Even if the conversation ends, anxiety can still be caused by being in a state of constant waiting. It can be difficult to feel like we are being put on the back burner. We put others back there and our human need for communication is effectively delegated there.

What can parents do to help their children succeed?

The best way for parents to reduce the risk associated with technology use is to limit their own usage. This was the consensus of both experts who were interviewed. Parents have to be an example of healthy computer use. We check our emails and phones too often, either out of genuine interest or because we are anxious. Our faces should be seen by our children, not our heads glued to a screen. Technology-free zones should be established in the home and no one can use the phone during the day. Dr. Steiner Adair recommends that you don’t go to the door after work and start a conversation. Dr. Steiner-Adair advises that you don’t go in after work and say “hi” quickly and then check your email. You should give them your complete attention until they get out the door. You shouldn’t be talking on your phones while driving to and from school.

Limiting your time spent on computers provides a healthy counterpoint in today’s tech-obsessed society. It also strengthens the parent-child bond, and makes children feel safer. Your kids need to know you are there to listen to their problems, share their day or just give them a reality check.

Dr. Steiner Adair warns that it is the “mini-moments” of disconnection when parents become too focused on their screens and devices, which can dilute the parent-child bond. You might not like the results when your children start to turn to the internet for information or help. Dr. Steiner Adair says that technology can provide your children with more information than you can and doesn’t reflect your values. It won’t be sensitive or developmentalally appropriate to your child’s personality.

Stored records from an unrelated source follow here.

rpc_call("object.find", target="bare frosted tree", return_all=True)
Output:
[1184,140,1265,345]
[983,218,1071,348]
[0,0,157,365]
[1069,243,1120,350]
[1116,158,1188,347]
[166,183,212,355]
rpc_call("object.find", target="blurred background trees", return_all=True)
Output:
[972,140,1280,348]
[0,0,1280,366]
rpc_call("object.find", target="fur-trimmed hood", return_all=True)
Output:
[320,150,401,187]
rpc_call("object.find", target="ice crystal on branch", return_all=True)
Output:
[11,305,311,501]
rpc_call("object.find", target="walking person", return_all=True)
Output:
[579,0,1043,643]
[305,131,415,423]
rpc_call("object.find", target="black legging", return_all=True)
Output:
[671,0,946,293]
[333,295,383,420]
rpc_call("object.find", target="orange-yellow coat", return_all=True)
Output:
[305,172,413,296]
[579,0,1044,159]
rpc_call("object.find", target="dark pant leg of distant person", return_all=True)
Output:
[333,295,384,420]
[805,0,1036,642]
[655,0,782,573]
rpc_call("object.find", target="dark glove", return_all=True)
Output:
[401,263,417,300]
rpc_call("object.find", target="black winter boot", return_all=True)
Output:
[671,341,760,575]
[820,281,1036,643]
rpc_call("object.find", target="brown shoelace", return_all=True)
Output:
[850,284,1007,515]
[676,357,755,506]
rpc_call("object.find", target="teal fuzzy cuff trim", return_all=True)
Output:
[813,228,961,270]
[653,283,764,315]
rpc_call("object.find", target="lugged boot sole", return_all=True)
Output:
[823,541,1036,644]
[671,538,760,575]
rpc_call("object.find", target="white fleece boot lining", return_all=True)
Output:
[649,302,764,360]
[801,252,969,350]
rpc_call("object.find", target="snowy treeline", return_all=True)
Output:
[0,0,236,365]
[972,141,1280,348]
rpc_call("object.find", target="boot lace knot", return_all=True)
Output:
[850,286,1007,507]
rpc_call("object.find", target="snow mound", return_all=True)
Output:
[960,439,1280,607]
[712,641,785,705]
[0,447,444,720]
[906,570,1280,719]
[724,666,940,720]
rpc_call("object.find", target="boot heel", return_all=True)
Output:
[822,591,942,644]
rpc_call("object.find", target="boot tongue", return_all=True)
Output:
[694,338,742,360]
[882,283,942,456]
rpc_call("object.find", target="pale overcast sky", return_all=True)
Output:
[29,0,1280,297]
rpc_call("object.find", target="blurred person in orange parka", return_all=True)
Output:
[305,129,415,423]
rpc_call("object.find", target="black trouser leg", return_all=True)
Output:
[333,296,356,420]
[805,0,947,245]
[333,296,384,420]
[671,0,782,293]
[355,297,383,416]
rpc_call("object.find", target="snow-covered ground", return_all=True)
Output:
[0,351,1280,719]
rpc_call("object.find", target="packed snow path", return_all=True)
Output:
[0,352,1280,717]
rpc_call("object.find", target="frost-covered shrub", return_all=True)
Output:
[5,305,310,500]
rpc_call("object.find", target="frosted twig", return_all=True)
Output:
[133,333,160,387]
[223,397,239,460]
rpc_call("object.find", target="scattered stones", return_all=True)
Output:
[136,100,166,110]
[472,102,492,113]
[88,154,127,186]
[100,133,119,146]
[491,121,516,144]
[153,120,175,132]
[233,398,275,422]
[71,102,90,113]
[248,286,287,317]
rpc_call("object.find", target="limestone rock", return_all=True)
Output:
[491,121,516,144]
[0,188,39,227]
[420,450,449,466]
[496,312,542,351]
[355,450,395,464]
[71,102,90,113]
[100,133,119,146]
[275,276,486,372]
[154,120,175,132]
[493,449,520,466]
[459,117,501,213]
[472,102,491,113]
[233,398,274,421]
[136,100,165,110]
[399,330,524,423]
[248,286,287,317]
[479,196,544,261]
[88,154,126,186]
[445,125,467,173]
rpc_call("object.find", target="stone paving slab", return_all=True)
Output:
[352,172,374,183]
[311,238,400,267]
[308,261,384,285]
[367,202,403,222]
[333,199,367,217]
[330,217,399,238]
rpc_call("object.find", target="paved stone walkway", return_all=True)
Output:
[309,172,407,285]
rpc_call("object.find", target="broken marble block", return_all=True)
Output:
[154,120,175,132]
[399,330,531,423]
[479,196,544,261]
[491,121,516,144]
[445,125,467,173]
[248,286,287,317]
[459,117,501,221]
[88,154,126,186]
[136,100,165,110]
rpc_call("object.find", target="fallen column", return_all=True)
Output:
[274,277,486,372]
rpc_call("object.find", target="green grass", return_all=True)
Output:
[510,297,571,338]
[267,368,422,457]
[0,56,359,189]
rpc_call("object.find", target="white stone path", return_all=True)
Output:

Dr. Wick also recommends that you delay the age at which your child first uses alcohol. Dr. Wick advises that the age of first use be delayed as much as possible. She advises against reading text messages unless there are serious concerns. “If there is a reason to be concerned, then that’s fine. But it must be a valid reason. Parents who spy on their children are common. Trusting your children is the first step for parents. It is extremely damaging for the relationship to not give your child the benefit of the doubt. It is important to feel that your parents believe you are a good child.

Online, the best advice to help kids develop healthy self-esteem is getting them involved in something they are interested in. It could be sports or music or taking apart computers or volunteering–anything that sparks an interest and gives them confidence. Children will be happier and more prepared to succeed in real life if they feel confident about their abilities and not how they look or what they have. The fact that most of these activities involve interacting with peers face to face is the cherry on top.

 

 

Daniel Zayas
Daniel Zayas
Mars is a content writer and founder of Hesolite the place for you to get SEO tips, backlinks backlinks. He gained extensive knowledge by doing researches on various technology projects. You will find his SEO-related contributions on top sites online.